El asunto no es partidista, ideológico o político. La impunidad elimina todo vestigio de sociedad organizada porque implica, por su naturaleza, la inexistencia de reglas consensadas. Cuando una sociedad cae en el reino de la impunidad, desaparece la civilidad y la civilización porque lo único que cuenta es el poder del más fuerte, lo que antes se conocía como la ley de la selva. Lo paradójico es que cada administración pretende que sus funcionarios son prístinos, impolutos e intocables, lo que les permite penalizar a sus predecesores sin miramiento. Sin embargo, quienes hoy ostentan el poder y persiguen a sus enemigos tarde o temprano se encontrarán del otro lado de la mesa. La pretensión de que hoy, en contraste con el pasado, no hay impunidad es mera fantasía.
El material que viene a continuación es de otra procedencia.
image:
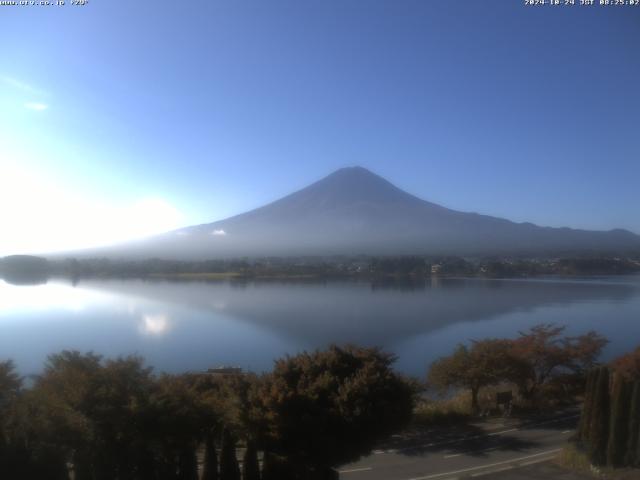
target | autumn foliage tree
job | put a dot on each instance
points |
(484, 363)
(541, 353)
(628, 365)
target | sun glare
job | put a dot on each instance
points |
(40, 217)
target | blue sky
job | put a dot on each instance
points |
(119, 119)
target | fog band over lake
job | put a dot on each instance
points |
(192, 326)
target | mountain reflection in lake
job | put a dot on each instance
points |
(179, 326)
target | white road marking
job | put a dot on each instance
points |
(503, 431)
(353, 470)
(490, 472)
(480, 467)
(474, 437)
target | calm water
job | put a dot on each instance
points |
(193, 326)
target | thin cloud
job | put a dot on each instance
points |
(25, 87)
(38, 107)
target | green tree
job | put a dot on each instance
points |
(631, 456)
(590, 384)
(600, 418)
(330, 407)
(619, 426)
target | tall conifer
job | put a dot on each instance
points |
(631, 457)
(600, 417)
(619, 426)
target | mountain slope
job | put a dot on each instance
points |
(354, 211)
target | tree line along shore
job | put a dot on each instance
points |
(25, 267)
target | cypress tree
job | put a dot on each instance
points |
(187, 464)
(275, 468)
(210, 470)
(229, 469)
(269, 469)
(619, 426)
(583, 430)
(250, 466)
(631, 457)
(599, 424)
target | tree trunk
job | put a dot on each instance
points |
(250, 466)
(210, 470)
(475, 405)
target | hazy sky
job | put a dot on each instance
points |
(122, 118)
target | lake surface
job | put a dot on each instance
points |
(191, 326)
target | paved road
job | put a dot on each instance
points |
(500, 449)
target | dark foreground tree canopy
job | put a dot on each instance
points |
(609, 432)
(114, 419)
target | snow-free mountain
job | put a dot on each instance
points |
(354, 211)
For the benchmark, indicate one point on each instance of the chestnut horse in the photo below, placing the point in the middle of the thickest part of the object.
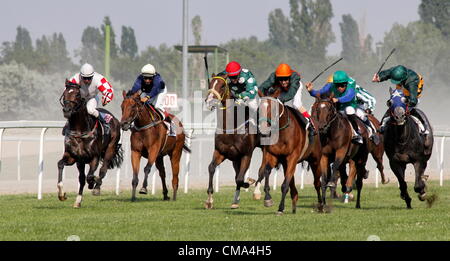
(86, 144)
(149, 139)
(234, 141)
(337, 147)
(290, 145)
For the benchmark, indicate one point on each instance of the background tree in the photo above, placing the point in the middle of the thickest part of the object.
(436, 12)
(128, 45)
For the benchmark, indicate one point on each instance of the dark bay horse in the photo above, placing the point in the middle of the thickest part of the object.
(149, 139)
(291, 145)
(403, 144)
(335, 132)
(85, 143)
(234, 141)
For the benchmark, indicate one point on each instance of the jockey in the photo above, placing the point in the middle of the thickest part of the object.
(411, 84)
(242, 84)
(344, 89)
(291, 87)
(91, 84)
(153, 89)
El sello que distingue a la administración actual reside en la construcción de todo un andamiaje legal, comenzando por lo fiscal y, presuntamente, a ser seguido por lo judicial, cuyo verdadero propósito es la intimidación y la amenaza. Con poderosas –y abusivas– leyes en la mano, el gobierno cuenta hoy con la posibilidad de encarcelar ciudadanos sin orden judicial, expropiarles sus propiedades (extinción de dominio) sin que medie un juicio y congelar sus cuentas bancarias con una mera orden administrativa. Difícil imaginar una definición más clara y patente de impunidad.

La impunidad es lo que explica que vivamos bajo la amenaza de la inseguridad permanente, el abuso burocrático, la corrupción, la venta de plazas, la “purificación” de funcionarios corruptos por parte del presidente, el robo a los inversionistas que compraron bonos de energía limpia, la negativa a autorizar una mega inversión cervecera en Mexicali y, la joya de la impunidad, la pretensión de Pemex y de la Secretaría de Energía de quedarse con el yacimiento Zama que desarrolló la empresa Talos, violando los contratos y reglamentos vigentes.

La impunidad es un viejo mal del sistema político mexicano porque las leyes le confieren enormes poderes discrecionales, de hecho arbitrarios, a las autoridades, lo que hace posible que éstas actúen como les plazca por el mero hecho de detentar el poder.

No hay peor mal que el de la impunidad porque implica la total ausencia de reglas y, por lo tanto, de certidumbre, madre del desarrollo y la civilidad. Peor cuando esa ausencia se convierte en la razón de ser de un gobierno.

Si bien la impunidad es parte de nuestro ADN, los gobiernos de 1982 en adelante intentaron construir un andamiaje institucional que atajara o disminuyera su alcance. La verdadera tragedia del gobierno actual es que, al eliminar todo ese tinglado, hizo evidente que lo único que le interesa es imponerse por la fuerza o la intimidación. El costo de largo plazo de esto es inenarrable, aunque los funcionarios gubernamentales de hoy y sus acólitos no lo puedan comprender.

La expropiación de los bancos en 1982 abrió la caja de Pandora porque hizo gala de la fuerza y la impunidad. Lo que ha hecho el gobierno actual es tomar esa estafeta y llevarla hasta sus últimas consecuencias. El resultado de la vez anterior fue la década perdida de los ochenta; el impacto de la actual no será idéntico, pero ciertamente no será mejor.